The New York Times of April 25, 1967 quoted Colombia’s President Carlos Lleras Restrepo as saying the Colombian guerrillas are “not some crazy kids in the hills but instruments of a general subversive tactic supported from the cities and from abroad.” The insurgents, some of whom have ties dating from “la violencia” which has claimed over 300,000 lives since it broke out on a large scale in 1948, are organized into two main groups. The National Liberation Army (ELN) operates on the Jose Antonio Galan and Camilo Torres mountain fronts in the Santander and Norte de Santander departments bordering on Venezuela in the region where the FALN
has been active. According to Carlos Kassel of New York’s El Tiempo (4/16/67), Venezuelan officials have confirmed the existence of an ELN-FALN pact. The Revolutionary Armed Forces of Colombia (FARC) operate mainly in the areas of Caldas, Risaralda, Tolima, Valle, Cauca, Huila and Caqueta, all of which are in Colombia’s mountainous southwestern region.

Guerrilla activity has increased in recent months: on February 27th, ELN forces attacked a police station in Santander; on March 3rd, FARC forces ambushed an army patrol; on March 9th the ELN ambushed 22 soldiers in Valle department; and March 28th saw 40 hours of combat between guerrillas and an army patrol which broke out when the former ambushed the army troops. The toll for these skirmishes amounts to more than 40 government troops dead and 11 wounded.
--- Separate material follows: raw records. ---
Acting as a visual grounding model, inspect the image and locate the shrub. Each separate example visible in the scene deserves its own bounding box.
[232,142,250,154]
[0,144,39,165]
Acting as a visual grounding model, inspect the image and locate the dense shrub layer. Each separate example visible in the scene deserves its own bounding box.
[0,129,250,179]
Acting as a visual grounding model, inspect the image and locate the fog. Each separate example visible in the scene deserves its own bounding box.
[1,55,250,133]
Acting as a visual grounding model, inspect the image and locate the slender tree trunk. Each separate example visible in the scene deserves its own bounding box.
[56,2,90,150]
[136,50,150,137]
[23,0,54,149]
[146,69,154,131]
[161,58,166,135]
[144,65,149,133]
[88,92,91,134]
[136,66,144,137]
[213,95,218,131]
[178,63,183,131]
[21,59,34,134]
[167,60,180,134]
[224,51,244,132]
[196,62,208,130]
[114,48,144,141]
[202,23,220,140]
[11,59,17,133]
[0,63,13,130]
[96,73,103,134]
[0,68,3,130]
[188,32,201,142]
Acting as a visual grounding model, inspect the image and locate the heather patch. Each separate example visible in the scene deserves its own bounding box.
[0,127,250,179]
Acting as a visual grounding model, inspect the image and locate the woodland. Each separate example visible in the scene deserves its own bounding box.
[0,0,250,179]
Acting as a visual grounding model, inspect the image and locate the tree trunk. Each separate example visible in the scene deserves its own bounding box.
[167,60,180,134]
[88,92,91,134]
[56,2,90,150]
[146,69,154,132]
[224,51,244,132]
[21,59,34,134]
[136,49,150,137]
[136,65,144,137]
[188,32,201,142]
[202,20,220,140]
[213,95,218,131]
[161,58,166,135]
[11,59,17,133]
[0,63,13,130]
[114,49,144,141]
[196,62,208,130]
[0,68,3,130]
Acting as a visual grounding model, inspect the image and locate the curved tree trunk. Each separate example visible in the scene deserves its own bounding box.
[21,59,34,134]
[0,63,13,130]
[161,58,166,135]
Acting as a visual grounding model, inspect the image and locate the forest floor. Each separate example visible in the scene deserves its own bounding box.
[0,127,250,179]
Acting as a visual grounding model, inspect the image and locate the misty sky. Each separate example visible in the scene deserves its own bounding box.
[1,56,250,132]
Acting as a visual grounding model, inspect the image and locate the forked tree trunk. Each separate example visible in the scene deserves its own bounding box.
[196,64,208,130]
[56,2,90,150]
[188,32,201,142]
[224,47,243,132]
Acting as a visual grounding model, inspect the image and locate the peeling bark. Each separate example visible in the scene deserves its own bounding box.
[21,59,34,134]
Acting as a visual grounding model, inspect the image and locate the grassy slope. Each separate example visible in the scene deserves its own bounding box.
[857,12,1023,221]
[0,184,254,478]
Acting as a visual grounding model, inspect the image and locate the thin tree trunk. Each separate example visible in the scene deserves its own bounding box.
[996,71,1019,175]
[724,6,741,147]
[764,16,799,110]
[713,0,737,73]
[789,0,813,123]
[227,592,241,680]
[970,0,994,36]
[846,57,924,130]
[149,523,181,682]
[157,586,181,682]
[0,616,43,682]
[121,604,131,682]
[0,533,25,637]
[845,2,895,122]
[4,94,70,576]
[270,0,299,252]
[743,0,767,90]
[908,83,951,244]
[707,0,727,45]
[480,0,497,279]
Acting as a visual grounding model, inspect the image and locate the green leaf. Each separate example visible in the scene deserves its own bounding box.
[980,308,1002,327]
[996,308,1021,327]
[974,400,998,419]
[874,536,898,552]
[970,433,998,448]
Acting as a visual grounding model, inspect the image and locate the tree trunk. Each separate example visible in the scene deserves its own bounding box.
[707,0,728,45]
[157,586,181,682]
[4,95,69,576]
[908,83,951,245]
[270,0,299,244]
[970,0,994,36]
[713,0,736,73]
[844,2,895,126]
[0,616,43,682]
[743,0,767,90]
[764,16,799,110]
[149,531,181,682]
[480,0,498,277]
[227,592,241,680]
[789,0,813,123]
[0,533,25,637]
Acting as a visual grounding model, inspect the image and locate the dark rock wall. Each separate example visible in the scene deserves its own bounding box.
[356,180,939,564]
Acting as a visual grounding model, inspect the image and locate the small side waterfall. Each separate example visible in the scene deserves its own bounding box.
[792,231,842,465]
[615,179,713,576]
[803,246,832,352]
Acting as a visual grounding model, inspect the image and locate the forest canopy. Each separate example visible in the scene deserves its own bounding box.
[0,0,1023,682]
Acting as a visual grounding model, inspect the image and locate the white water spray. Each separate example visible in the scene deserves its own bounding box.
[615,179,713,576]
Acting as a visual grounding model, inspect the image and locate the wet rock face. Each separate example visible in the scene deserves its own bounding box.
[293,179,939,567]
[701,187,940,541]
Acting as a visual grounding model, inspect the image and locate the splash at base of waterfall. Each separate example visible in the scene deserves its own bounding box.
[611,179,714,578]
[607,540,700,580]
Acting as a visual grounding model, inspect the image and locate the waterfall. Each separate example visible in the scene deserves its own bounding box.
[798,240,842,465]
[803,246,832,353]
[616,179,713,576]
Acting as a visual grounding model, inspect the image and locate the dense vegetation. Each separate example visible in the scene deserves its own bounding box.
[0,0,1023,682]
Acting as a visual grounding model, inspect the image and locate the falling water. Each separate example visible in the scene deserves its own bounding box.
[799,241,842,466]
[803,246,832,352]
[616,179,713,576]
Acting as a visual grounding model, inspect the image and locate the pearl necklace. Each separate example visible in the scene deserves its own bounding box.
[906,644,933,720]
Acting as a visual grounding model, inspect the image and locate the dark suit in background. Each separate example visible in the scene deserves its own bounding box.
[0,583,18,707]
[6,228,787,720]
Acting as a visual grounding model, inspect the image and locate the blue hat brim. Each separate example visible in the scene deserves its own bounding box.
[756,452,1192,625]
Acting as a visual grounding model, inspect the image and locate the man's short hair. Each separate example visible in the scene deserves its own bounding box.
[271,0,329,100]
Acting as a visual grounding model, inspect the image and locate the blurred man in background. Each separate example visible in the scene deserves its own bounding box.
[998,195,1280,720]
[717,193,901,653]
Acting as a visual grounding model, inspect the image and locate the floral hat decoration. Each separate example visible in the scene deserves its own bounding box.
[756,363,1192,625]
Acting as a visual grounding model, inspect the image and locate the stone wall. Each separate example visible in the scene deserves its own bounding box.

After the March 28 attack, the Army issued the following resolution: 1) Demand that the Colombian government, in collaboration with the North American Military Mission (which maintains over 30 advisers in Bogota alone) give priority to the extension of the communications network linking all police stations in the Department of Valle; 2) Establish rewards from 5,000 to 50,000 Colombian pesos for information on the whereabouts of the rebels; 3) Publish an informational bulletin to be posted in all villages advising the peasantry to collaborate with the authorities (El Tiempo of Bogota, 3/29/67). In an exclusive interview with El Tiempo of Bogota on March 29th, conducted in the battle zone of the March 28th skirmish, Colonel Ricardo Charry Sclano, Commander of the Eighth Brigade, complained about the inexplicable absence of collaboration with the army on the part of the civilian population, thereby facilitating the rebel movements.
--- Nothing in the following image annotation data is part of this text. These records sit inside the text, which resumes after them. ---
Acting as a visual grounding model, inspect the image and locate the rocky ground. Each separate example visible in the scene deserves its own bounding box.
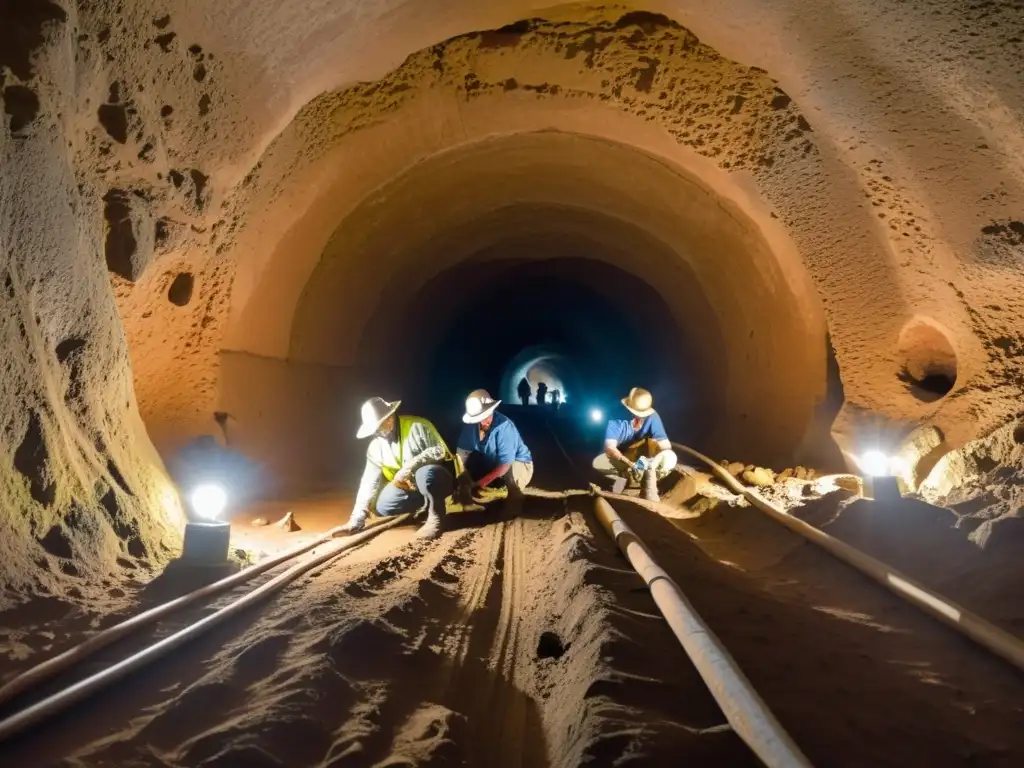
[7,438,1024,768]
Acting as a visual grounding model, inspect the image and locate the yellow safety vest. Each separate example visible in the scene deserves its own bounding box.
[379,416,461,482]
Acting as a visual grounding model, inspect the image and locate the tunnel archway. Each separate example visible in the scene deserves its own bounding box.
[221,130,825,493]
[359,256,692,442]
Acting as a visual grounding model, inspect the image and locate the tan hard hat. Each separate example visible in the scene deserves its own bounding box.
[355,397,401,438]
[623,387,654,419]
[462,389,502,424]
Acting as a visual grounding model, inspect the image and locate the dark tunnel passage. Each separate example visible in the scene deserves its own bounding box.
[218,131,830,488]
[361,256,702,439]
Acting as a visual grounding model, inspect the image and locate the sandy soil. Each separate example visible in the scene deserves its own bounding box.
[7,438,1024,768]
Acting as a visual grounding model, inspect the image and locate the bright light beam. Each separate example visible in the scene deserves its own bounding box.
[189,484,227,520]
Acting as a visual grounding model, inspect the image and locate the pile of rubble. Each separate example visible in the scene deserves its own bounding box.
[719,460,821,487]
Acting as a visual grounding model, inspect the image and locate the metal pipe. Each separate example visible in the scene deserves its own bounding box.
[672,442,1024,671]
[0,518,376,703]
[0,514,409,741]
[594,496,811,768]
The Colombian government has set up a counter-insurgency training camp near Mulgar,a resort area three hours outside by Colombia’s President, Minister of Defense and Director of the National Police. According to the Military Attache’s office at the Colombian Embassy in Washington, D.C. the United States has only supplied “some equipment,” including arms, for the training center. Because of the nature of the terrain in the combat areas, General Mejia Valenzuela, Commander General of the Armed Forces, is looking into the acquisition of 12 additional helicopters.
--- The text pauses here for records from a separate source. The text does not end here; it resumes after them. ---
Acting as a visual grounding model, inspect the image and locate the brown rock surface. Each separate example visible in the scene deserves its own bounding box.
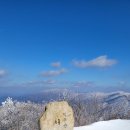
[40,101,74,130]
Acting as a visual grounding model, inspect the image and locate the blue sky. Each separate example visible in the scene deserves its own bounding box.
[0,0,130,94]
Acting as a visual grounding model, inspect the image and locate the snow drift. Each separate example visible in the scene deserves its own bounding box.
[74,119,130,130]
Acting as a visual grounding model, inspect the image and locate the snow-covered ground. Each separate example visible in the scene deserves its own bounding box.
[74,120,130,130]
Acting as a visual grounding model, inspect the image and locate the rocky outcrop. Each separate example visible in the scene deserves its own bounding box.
[40,101,74,130]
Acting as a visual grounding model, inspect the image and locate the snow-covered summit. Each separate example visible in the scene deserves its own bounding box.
[74,120,130,130]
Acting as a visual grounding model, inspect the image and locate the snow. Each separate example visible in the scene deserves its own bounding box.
[74,119,130,130]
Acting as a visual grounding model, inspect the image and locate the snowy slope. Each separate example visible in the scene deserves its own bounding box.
[74,120,130,130]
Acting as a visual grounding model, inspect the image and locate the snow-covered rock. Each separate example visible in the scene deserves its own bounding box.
[74,120,130,130]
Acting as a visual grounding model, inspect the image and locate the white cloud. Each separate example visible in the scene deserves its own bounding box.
[73,81,95,88]
[41,68,67,77]
[73,55,117,68]
[51,61,61,68]
[0,69,7,78]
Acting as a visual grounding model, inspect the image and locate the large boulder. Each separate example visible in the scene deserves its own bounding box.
[40,101,74,130]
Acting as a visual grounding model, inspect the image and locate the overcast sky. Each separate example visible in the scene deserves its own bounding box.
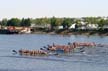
[0,0,108,19]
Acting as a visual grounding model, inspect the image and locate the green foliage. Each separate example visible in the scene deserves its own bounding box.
[62,18,72,29]
[7,18,20,26]
[1,19,8,26]
[20,18,31,27]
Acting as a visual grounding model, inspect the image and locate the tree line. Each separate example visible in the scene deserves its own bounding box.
[0,17,108,29]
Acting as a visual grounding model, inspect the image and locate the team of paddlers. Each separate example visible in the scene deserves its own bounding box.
[13,42,107,56]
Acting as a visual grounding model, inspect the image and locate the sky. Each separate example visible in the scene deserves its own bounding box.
[0,0,108,19]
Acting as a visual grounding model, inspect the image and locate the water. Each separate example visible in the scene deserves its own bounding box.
[0,34,108,71]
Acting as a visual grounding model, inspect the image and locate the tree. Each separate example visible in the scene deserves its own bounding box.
[1,18,8,26]
[62,18,72,29]
[20,18,31,27]
[51,17,57,30]
[7,18,20,26]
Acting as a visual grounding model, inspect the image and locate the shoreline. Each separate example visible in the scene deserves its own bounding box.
[31,31,108,36]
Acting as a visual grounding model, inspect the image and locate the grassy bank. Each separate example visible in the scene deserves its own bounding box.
[32,29,108,36]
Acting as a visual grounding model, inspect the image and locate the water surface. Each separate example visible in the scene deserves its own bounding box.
[0,34,108,71]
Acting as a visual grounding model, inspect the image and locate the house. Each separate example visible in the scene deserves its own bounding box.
[69,23,76,29]
[78,21,87,30]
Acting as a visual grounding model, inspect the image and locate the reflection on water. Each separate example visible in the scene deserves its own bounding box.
[0,34,108,71]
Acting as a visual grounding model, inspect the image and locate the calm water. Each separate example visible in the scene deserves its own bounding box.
[0,34,108,71]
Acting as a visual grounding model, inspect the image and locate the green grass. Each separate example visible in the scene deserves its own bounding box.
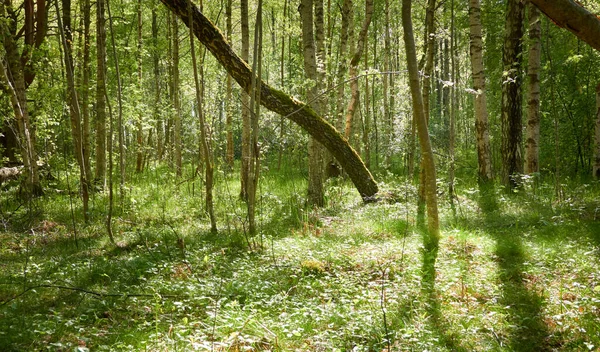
[0,167,600,351]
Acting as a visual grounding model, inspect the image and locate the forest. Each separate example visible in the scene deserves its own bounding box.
[0,0,600,352]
According to Mario Menendez Rodriguez (El Espectador of Bogota, 3/27/67), author of the recent seven-part series on the Venezuelan guerrillas in Mexico’s Sucesos magazine who is just back from 28 days with the Colombian guerrillas in the Department of Norte de Santander, the ELN acquires the bulk of its arms from the Colombian army. Menendez points out that the ELN forces are concerned with both agrarian and educational reform and have taught many of the peasants who have joined their ranks to read and write. Apparently not only students and peasants are involved in the resistance. A UPI release in The New York Times March 25, 1967 reported that government troops had captured 18 guerrilla leaders, “including several labor leaders of the Colombian Oil Company and officials of the Oil Workers Union.”